Results and discussion

We use data from different treatment groups to address two questions. First, does prior infection with an RBC generalist facilitate growth of an RBC specialist and does timing matter (Fig. 1a)? Second, how do changes in the immune environment and RBC resource availability independently affect replication of the RBC specialist (Fig. 1b)?
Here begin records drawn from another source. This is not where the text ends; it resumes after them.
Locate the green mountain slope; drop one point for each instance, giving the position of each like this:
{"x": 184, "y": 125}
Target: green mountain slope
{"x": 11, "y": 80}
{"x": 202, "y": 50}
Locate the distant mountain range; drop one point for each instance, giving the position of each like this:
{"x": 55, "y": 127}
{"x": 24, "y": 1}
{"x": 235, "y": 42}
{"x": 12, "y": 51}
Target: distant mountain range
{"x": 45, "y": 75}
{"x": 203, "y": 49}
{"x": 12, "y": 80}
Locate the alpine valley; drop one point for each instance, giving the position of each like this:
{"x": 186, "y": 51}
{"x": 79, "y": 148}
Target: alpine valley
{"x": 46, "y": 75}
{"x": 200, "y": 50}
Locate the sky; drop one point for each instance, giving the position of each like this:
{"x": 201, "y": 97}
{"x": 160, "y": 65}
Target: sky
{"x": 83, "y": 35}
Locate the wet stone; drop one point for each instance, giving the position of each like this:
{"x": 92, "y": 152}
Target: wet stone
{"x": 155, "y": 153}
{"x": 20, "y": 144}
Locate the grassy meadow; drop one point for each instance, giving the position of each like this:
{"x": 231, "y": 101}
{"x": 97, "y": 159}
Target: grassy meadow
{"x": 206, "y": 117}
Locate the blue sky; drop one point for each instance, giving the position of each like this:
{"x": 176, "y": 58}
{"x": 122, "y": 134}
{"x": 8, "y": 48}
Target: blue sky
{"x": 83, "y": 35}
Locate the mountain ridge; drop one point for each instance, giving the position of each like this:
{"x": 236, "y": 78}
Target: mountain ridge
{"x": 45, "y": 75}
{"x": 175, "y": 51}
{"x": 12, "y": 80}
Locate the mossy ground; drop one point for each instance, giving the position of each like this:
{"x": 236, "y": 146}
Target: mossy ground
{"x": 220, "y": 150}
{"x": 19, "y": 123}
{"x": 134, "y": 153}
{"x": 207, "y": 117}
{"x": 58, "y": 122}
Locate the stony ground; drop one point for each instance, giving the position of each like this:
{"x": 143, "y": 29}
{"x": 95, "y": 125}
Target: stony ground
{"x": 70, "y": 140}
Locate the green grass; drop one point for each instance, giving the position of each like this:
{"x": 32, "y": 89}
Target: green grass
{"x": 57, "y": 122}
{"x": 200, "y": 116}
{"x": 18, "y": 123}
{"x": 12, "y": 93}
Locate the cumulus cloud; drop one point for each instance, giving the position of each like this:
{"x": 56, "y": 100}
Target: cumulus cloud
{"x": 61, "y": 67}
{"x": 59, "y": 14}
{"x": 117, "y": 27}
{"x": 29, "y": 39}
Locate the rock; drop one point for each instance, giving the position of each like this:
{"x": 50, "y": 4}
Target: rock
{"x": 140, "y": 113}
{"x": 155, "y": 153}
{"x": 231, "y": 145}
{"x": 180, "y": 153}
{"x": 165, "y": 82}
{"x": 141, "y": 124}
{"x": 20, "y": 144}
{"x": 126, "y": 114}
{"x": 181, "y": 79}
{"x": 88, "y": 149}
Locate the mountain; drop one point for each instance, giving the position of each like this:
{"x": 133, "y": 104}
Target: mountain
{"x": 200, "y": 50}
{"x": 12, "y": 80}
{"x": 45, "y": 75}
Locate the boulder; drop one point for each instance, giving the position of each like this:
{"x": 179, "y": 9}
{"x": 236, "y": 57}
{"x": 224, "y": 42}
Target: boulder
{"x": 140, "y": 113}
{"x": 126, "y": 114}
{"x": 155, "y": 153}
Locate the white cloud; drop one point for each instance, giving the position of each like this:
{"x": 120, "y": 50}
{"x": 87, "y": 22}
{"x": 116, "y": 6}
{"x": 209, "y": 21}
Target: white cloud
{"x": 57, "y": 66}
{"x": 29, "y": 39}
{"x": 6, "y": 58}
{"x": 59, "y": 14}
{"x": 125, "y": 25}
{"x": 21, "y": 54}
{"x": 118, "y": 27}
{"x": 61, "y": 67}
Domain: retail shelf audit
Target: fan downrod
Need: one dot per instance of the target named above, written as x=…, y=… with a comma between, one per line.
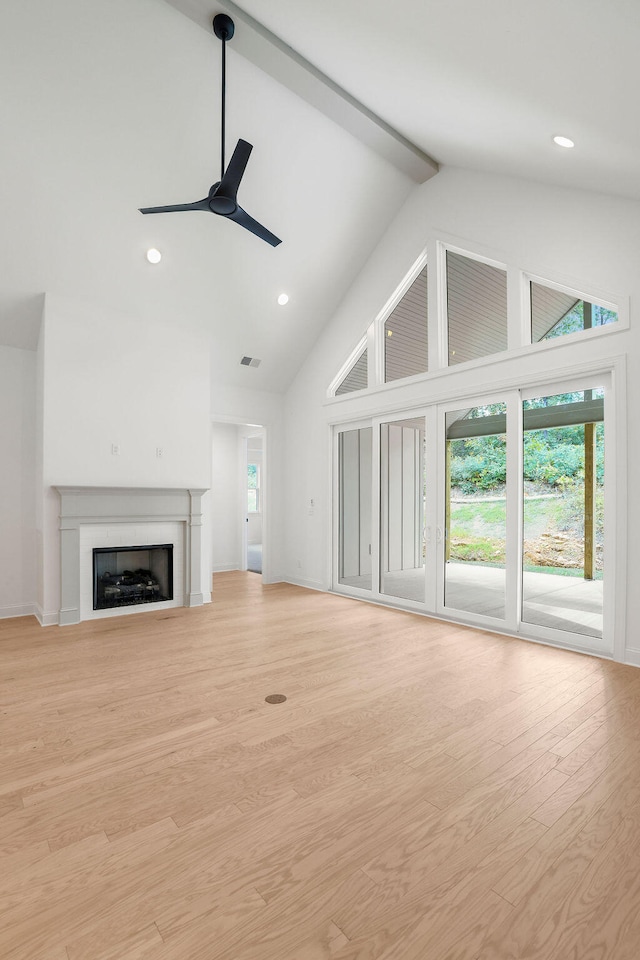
x=223, y=27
Infection with an RBC generalist facilitates an RBC specialist

When P. yoelii parasites were inoculated into a within‐host environment that had already been altered by P. chabaudi infection, they reached significantly higher densities than in either control infections or simultaneous mixed infections (PIA vs. control; z = 2.9, P = 0.01; PIA vs. MI; z = 2.98, P = 0.01; Fig. 2a; Table S2). P. yoelii parasites in simultaneous mixed infections had similar density to those in control infections (control vs. MI; z = 0.03, P = 0.9994; Fig. 2a; Table S2). Therefore, a recent infection with an RBC generalist (P. chabaudi) facilitates a reticulocyte specialist (P. yoelii). However, timing matters because significant facilitation only occurred when the RBC generalist was already established in the host.
Figure 2

Infection with a red blood cell generalist facilitates replication of a specialist. Panel (a) shows P. yoelli density when infections are initiated alone in naïve hosts (control), at the same time as a P. chabaudi infection (mixed infection) or 10 days after a P. chabaudi infection (parasite‐induced anaemia). Panels (b–d) illustrate how the within‐host environment on the day of P. yoelli infection differs between treatment groups. Error bars show the standard error of the mean.
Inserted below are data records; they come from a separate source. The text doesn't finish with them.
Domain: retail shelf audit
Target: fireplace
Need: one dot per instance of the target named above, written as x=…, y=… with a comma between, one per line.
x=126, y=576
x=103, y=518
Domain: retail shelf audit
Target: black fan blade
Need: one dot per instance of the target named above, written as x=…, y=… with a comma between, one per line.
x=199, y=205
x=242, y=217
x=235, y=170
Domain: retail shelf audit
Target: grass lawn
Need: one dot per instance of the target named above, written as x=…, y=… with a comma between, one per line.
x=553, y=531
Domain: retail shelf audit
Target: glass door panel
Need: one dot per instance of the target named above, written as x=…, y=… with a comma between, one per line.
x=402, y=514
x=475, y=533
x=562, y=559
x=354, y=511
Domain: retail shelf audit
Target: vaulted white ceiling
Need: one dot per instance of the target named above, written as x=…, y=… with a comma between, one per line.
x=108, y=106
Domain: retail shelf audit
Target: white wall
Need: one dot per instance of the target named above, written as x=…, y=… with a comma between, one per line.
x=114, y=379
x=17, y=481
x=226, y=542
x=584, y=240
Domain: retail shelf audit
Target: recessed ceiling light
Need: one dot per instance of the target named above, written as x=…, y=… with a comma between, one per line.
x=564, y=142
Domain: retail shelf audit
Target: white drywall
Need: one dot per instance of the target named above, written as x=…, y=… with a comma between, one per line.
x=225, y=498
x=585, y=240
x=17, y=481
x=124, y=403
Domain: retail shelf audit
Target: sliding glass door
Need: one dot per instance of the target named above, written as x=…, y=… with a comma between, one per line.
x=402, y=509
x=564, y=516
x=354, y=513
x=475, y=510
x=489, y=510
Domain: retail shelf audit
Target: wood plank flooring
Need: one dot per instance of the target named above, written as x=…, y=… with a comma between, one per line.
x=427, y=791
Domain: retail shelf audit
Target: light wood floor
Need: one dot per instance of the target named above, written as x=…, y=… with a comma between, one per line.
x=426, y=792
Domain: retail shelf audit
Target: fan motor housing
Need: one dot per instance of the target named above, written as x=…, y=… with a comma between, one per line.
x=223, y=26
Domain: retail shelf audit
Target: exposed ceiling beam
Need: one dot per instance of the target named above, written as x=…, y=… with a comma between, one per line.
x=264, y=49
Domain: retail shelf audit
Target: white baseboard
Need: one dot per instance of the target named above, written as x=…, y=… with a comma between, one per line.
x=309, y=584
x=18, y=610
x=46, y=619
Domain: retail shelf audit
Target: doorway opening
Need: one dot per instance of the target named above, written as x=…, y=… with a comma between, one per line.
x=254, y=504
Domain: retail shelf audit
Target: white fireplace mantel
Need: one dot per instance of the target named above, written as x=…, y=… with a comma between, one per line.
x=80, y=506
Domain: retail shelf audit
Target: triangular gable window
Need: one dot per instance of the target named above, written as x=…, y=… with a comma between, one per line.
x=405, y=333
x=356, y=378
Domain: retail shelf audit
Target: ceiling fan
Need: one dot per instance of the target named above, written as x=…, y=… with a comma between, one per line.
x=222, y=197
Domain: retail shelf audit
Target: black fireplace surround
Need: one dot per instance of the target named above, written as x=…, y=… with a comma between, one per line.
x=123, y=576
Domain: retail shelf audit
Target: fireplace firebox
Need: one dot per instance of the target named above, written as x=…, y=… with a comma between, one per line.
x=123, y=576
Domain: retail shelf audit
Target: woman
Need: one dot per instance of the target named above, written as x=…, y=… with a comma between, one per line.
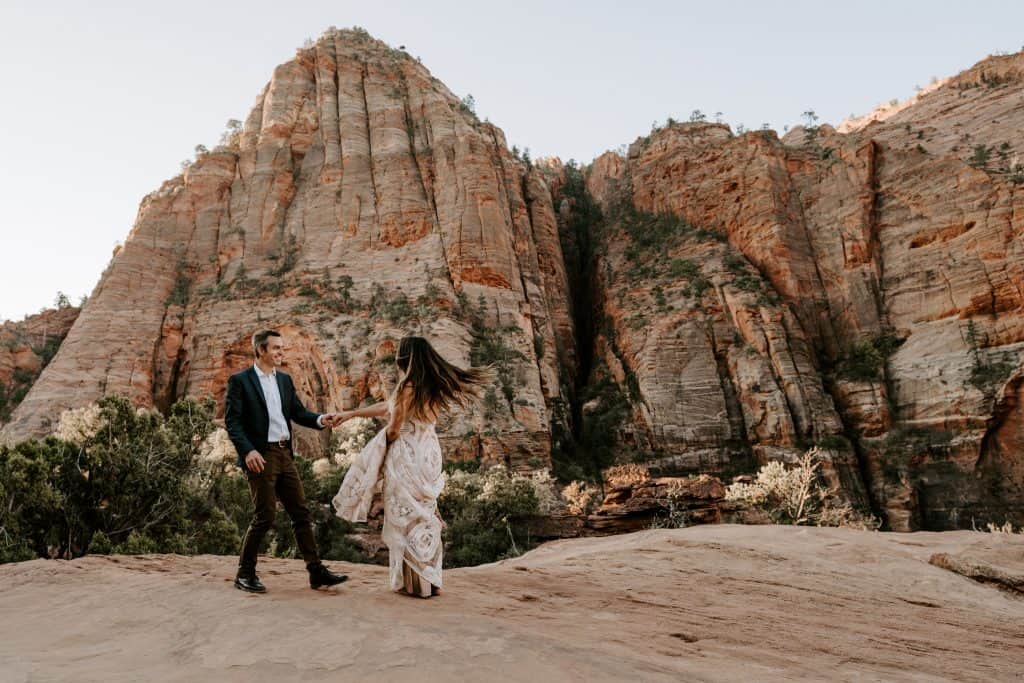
x=408, y=455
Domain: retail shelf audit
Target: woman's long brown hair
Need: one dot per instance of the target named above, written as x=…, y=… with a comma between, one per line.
x=436, y=384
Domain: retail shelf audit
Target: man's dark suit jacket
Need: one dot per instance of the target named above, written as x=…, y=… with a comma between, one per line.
x=246, y=416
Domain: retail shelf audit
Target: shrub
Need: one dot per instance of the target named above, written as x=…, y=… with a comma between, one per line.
x=119, y=479
x=866, y=360
x=793, y=496
x=581, y=498
x=486, y=515
x=626, y=475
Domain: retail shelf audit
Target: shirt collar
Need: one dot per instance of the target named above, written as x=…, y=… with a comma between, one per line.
x=259, y=373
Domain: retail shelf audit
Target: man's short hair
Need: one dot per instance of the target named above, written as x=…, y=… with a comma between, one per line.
x=260, y=339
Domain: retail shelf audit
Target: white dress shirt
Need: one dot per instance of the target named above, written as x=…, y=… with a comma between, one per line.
x=271, y=392
x=279, y=425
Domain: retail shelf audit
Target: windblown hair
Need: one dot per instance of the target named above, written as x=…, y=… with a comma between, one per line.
x=435, y=383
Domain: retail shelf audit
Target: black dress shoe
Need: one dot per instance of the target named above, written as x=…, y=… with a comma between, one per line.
x=251, y=584
x=320, y=575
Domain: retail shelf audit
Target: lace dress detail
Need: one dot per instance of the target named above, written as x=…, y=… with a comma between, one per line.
x=411, y=468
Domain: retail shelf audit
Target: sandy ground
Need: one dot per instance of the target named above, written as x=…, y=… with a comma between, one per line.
x=706, y=603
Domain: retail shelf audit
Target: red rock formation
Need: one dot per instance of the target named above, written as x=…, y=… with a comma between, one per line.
x=361, y=202
x=742, y=297
x=27, y=347
x=867, y=241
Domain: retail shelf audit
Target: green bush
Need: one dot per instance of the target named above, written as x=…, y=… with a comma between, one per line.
x=121, y=480
x=866, y=360
x=486, y=516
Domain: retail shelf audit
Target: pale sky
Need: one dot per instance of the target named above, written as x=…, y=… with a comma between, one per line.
x=102, y=100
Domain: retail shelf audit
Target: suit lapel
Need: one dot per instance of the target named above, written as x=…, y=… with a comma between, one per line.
x=254, y=381
x=286, y=399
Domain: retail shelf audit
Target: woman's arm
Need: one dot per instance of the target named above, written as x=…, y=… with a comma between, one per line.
x=376, y=411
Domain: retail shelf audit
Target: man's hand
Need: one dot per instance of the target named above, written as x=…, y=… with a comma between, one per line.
x=255, y=462
x=333, y=420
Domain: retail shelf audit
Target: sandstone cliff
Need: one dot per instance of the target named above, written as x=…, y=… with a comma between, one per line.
x=705, y=303
x=860, y=290
x=359, y=202
x=26, y=348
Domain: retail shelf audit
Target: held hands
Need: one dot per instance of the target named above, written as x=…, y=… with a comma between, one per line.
x=333, y=420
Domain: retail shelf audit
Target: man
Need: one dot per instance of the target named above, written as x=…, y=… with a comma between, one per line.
x=261, y=403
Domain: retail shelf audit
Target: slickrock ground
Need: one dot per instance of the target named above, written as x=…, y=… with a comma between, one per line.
x=708, y=603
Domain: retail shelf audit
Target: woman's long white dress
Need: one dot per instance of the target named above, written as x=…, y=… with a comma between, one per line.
x=413, y=477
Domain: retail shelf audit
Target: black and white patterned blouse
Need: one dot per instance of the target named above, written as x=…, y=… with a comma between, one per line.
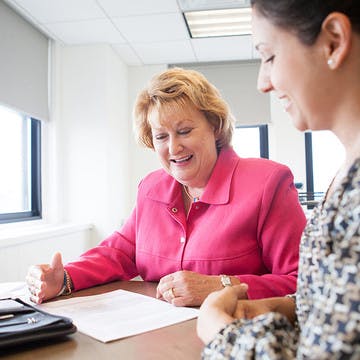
x=328, y=292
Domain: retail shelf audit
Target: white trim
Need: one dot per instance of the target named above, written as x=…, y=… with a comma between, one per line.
x=12, y=236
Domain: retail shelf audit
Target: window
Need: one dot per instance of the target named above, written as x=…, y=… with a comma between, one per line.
x=251, y=141
x=20, y=180
x=324, y=155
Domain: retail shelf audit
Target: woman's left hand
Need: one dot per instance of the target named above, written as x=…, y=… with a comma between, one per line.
x=188, y=288
x=218, y=310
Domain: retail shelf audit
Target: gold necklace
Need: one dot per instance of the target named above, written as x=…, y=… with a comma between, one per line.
x=193, y=199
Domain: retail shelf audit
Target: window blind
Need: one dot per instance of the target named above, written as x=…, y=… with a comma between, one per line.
x=23, y=65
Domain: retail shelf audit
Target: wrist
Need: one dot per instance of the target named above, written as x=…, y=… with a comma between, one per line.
x=67, y=285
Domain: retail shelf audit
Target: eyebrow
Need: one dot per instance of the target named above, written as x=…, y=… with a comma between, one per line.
x=258, y=45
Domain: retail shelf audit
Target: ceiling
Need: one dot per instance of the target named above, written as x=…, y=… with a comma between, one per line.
x=142, y=32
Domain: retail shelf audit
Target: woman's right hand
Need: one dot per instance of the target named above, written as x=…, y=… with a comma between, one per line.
x=45, y=280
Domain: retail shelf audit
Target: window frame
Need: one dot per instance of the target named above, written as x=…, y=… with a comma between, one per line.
x=35, y=211
x=263, y=138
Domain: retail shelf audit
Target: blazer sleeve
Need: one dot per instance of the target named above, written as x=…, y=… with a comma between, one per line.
x=280, y=225
x=113, y=259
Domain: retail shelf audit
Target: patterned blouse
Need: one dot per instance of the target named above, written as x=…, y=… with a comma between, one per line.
x=328, y=292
Infection with a red blood cell generalist facilitates replication of a specialist. Panel (a) shows P. yoelli density when infections are initiated alone in naïve hosts (control), at the same time as a P. chabaudi infection (mixed infection) or 10 days after a P. chabaudi infection (parasite‐induced anaemia). Panels (b–d) illustrate how the within‐host environment on the day of P. yoelli infection differs between treatment groups. Error bars show the standard error of the mean. The difference in performance of P. yoelii across treatments can be explained by the within‐host environment at infection. Pre‐infection with P. chabaudi (but not simultaneous infection) significantly reduced the total RBC density of hosts (PIA vs. control; z = 22.8, P < 0.0001; Table S1; Fig. 2b), but significantly increased the density and proportion of reticulocytes (PIA vs. control for reticulocyte density: z = 3.7, P = 0.002; and proportion of reticulocytes: z = 7.6, P < 0.001; Table S1; Fig. 2c) compared to control mice, on the day of infection with P. yoelii. Pre‐infection with P. chabaudi also led to an increase in the concentration of antibodies to P. chabaudi (PIA vs. control; z = 3.1, P = 0.02; Table S1; Fig. 2d), but antibodies to P. yoelii were unchanged (treatment, F = 2.15, P = 0.09; Table S1; Fig. 2d). In contrast, on the day of infection, mice simultaneously receiving P. yoelii and P. chabaudi (MI treatment group) did not differ significantly from control mice in either resources or immunity (RBC density: z = 0.51, P = 0.99; reticulocyte density: z = 0.21, P = 0.99; proportion of reticulocytes: z = 0.12, P = 0.99; P. yoelii antibodies: treatment, F = 2.15, P = 0.09; P. chabaudi antibodies: z = 0.44, P = 0.99; Table S1; Fig. 2). These results suggest that the facilitation observed in the PIA group is mediated by host anaemia resulting in increased production of reticulocytes (Mcqueen & Mckenzie 2006).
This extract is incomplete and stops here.